We are Farr off topic...

Anyway, what load are you carrying on your backstay, and what size Dux are you using. Generally standing rigging is sized to result in 1/8" a year of creep. Assuming even a moderately reasonable rigging set up the rig should be able to account for this creep easily.

As an example 7mm Dux has a breaking strength of ~15,000lbs, and would generally be used to replace 1/4 wire with a breaking strength of ~8,000lbs. But at reasonable pretensions is just a fraction larger 10% the weight! and will creep in the .1"/year range.
11-12-2013 07:19 PM
Irunbird
Re: should I replace my standing rigging myself

Quote:
Originally Posted by Stumble View Post
This is a perfect example of a professional not understanding new materials. Dux is wholy unsutable for sheets, and most working lines onboard because it is incredibly stiff, and requires bending radiuses more like wire than traditional line. It is however perfect for rigging, thou unlike wire which is sized for strength, Dux rigging is sized to control creep.

The Open 60's that are using Dux rigging are putting 50,000psi of hydrolic compression on their masts and it's working fine.
I think I may be getting some mechanical creep in my own backstay. Most of it is in the regular dyneema that I've got spliced into the 48:1 control lines, but there is a wee bit of creep in Dux, and that is why I think riggers may shun the stuff. As long as you're aware of that, I think you could adjust it frequently, and it should last a long time once it's set. And yes, to think you could use Dux for sheets or halyards is silly.
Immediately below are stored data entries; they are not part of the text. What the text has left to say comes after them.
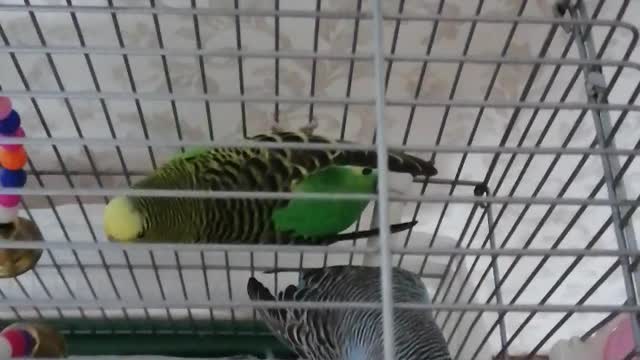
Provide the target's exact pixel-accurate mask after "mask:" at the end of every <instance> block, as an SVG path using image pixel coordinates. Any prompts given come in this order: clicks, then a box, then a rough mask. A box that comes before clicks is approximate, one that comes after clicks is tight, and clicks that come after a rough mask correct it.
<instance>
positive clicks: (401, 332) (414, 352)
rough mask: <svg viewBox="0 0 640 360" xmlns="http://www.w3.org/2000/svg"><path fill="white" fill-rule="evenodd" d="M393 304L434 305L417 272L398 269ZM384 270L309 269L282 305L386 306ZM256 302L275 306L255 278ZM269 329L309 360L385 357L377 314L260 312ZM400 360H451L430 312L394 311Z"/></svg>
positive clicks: (394, 282) (311, 310)
mask: <svg viewBox="0 0 640 360" xmlns="http://www.w3.org/2000/svg"><path fill="white" fill-rule="evenodd" d="M392 277H393V300H394V302H405V303H426V302H428V301H429V299H428V296H427V292H426V288H425V286H424V284H423V282H422V280H421V279H420V278H419V277H418V276H417V275H416V274H414V273H411V272H409V271H406V270H403V269H400V268H394V269H393V272H392ZM380 285H381V284H380V270H379V268H377V267H367V266H331V267H326V268H316V269H308V270H305V271H304V272H303V273H302V277H301V279H300V284H299V286H294V285H289V286H288V287H287V288H286V289H285V291H284V292H280V293H279V294H278V298H277V301H298V302H304V301H313V302H381V301H382V294H381V291H380ZM247 293H248V295H249V298H250V299H251V300H253V301H276V298H275V297H274V296H273V295H272V294H271V292H270V291H269V290H268V289H267V288H266V287H265V286H264V285H262V283H260V282H259V281H258V280H256V279H255V278H253V277H252V278H250V279H249V281H248V283H247ZM258 312H259V313H260V316H261V318H262V319H263V321H264V322H265V323H266V325H267V327H269V329H270V330H271V331H272V332H273V333H274V334H276V336H277V337H278V338H279V339H280V340H281V341H282V342H283V343H284V344H286V345H287V346H289V347H291V349H292V350H294V351H295V352H296V353H297V354H298V355H299V356H300V357H302V358H304V359H308V360H320V359H322V360H356V359H370V360H378V359H382V358H383V353H384V352H383V346H384V345H383V336H382V312H381V311H380V310H376V309H353V308H349V309H344V308H342V309H341V308H331V309H328V308H325V309H323V308H308V309H293V308H287V309H285V308H278V309H273V308H260V309H258ZM394 326H395V342H396V353H397V358H398V359H402V360H450V359H451V355H450V354H449V350H448V349H447V343H446V341H445V339H444V337H443V335H442V333H441V331H440V329H439V328H438V326H437V324H436V323H435V321H434V320H433V317H432V315H431V312H430V311H424V310H418V309H395V310H394Z"/></svg>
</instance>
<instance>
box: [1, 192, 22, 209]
mask: <svg viewBox="0 0 640 360" xmlns="http://www.w3.org/2000/svg"><path fill="white" fill-rule="evenodd" d="M19 203H20V195H13V194H6V195H0V206H3V207H14V206H16V205H18V204H19Z"/></svg>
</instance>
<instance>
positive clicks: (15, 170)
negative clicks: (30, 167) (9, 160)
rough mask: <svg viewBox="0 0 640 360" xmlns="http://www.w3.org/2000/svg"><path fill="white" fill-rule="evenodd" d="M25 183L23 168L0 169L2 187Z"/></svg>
mask: <svg viewBox="0 0 640 360" xmlns="http://www.w3.org/2000/svg"><path fill="white" fill-rule="evenodd" d="M26 183H27V173H26V171H24V170H23V169H20V170H8V169H2V171H0V184H2V186H3V187H23V186H24V184H26Z"/></svg>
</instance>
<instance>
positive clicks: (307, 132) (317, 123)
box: [300, 116, 318, 136]
mask: <svg viewBox="0 0 640 360" xmlns="http://www.w3.org/2000/svg"><path fill="white" fill-rule="evenodd" d="M317 128H318V118H316V117H315V116H314V117H313V118H311V122H309V123H308V124H307V125H305V126H303V127H301V128H300V131H301V132H302V133H304V134H305V135H307V136H311V135H313V132H314V131H315V130H316V129H317Z"/></svg>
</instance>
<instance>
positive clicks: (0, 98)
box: [0, 96, 11, 120]
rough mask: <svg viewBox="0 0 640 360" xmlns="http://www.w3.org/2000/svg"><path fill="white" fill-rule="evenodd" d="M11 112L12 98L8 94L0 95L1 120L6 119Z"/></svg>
mask: <svg viewBox="0 0 640 360" xmlns="http://www.w3.org/2000/svg"><path fill="white" fill-rule="evenodd" d="M10 112H11V99H9V98H8V97H6V96H0V120H4V119H6V118H7V116H9V113H10Z"/></svg>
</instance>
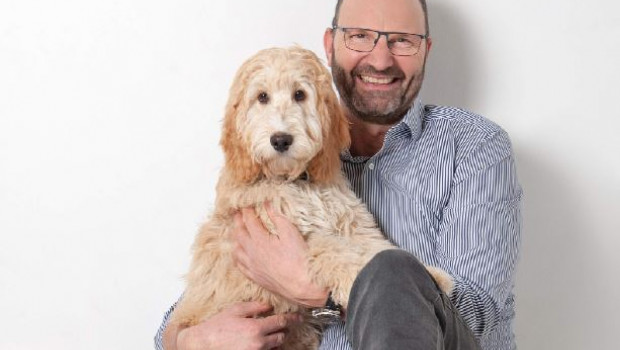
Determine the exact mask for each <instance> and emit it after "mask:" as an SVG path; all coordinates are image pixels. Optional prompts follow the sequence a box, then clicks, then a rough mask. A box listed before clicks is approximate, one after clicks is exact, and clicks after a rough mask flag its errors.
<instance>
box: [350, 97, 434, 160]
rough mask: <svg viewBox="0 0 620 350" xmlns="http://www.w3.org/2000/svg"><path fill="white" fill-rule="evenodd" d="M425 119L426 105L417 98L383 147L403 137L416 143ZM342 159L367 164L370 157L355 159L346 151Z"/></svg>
mask: <svg viewBox="0 0 620 350" xmlns="http://www.w3.org/2000/svg"><path fill="white" fill-rule="evenodd" d="M423 117H424V105H422V100H421V99H420V98H419V97H417V98H416V99H415V101H414V102H413V105H412V106H411V108H409V110H408V111H407V113H406V114H405V116H404V117H403V119H402V120H401V121H400V122H398V123H396V125H394V126H392V127H391V128H390V130H388V132H387V134H386V135H385V141H384V143H383V147H384V148H385V146H386V144H388V143H389V142H390V141H392V140H395V139H400V138H402V137H409V138H411V141H412V142H416V141H417V140H418V139H419V138H420V135H422V118H423ZM340 158H341V159H342V160H343V161H346V162H352V163H361V162H365V161H366V160H368V159H369V158H370V157H353V156H352V155H351V151H350V150H349V149H346V150H344V151H343V152H342V154H341V156H340Z"/></svg>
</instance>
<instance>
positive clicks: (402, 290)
mask: <svg viewBox="0 0 620 350" xmlns="http://www.w3.org/2000/svg"><path fill="white" fill-rule="evenodd" d="M346 331H347V337H348V339H349V341H350V342H351V345H352V346H353V348H354V349H373V350H376V349H422V350H434V349H480V345H478V342H477V341H476V339H475V338H474V336H473V334H472V332H471V330H470V329H469V327H468V326H467V324H465V322H464V321H463V319H462V318H461V317H460V315H459V314H458V311H457V310H456V308H455V307H454V306H453V305H452V303H451V302H450V299H449V298H448V297H447V296H446V295H445V294H444V293H442V292H441V291H440V290H439V288H438V287H437V285H436V284H435V281H434V280H433V279H432V277H431V276H430V275H429V274H428V272H427V271H426V269H425V268H424V266H423V265H422V264H421V263H420V262H419V261H418V259H417V258H415V257H414V256H413V255H411V254H409V253H407V252H405V251H402V250H387V251H383V252H381V253H379V254H377V255H376V256H375V257H374V258H373V259H372V260H371V261H370V262H369V263H368V265H366V266H365V267H364V268H363V269H362V271H361V272H360V274H359V275H358V277H357V279H356V280H355V283H354V284H353V289H352V290H351V295H350V298H349V307H348V310H347V321H346Z"/></svg>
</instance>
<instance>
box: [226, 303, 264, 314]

On first inspection, you'd know right away that it wouldn't work.
11-12-2013 04:21 PM
casioqv
Re: should I replace my standing rigging myself

Most rigging shops nowadays use machine swaging which is cheap, and dangerous crap compared to the do it yourself options (nicopress, eye splices, hi-mod terminals, etc.)

I know they work if done properly and inspected/replaced regularly but it just drives me crazy (as an engineer) to put stainless into a form where it holds the metal inside a moist oxygen free pocket ripe for crevice corrosion, and exits at an abrupt edge where it will work harden.

Whenever I look at derelict boats in the marina, the ones with neglected nicopress rigs are still up, and the ones with old swages are dimasted, with either cracks in the swages or broken strands sticking out right where they were work hardened.

My newly purchased boat has good condition machine swage rigging, and I'll be replacing them with hi-mod terminals anyway for peace of mind.
11-12-2013 04:17 PM
zz4gta
Re: should I replace my standing rigging myself

One more thing, if you're looking for very low stretch sheets, go with vectran. PBO is way too expensive, and standing rigging is going Gucci with carbon cable.

Vectran, however, doesn't like UV, so do not plan on stripping it.
11-12-2013 04:15 PM
zz4gta
Re: should I replace my standing rigging myself

Dux is a good material for some things. But it does stretch a little and there is still the creep issue. These are two separate things.

Dux is pre-stretched heat set dyneema. It's a brand name. There are others on the market. NER is also making their own heat set pre-stretched SK75 and I believe the industry will move towards 78 and 90.

For cost, stick with wire and find a local rigger who needs a bit of work. NEVER skimp on standing rigging. The liability alone of dropping a rig will far outway any cost savings.

I read that article and it was interesting they suggested dux for a spin halyard. Even on grand prix boats, the loads on a spin halyard can’t justify dux. I do believe that they can use it for sheets, as the initial stiffness is pretty bad, it softens up with use. A better application for sheet would be SK-90. And it’s not super pricey like Dux.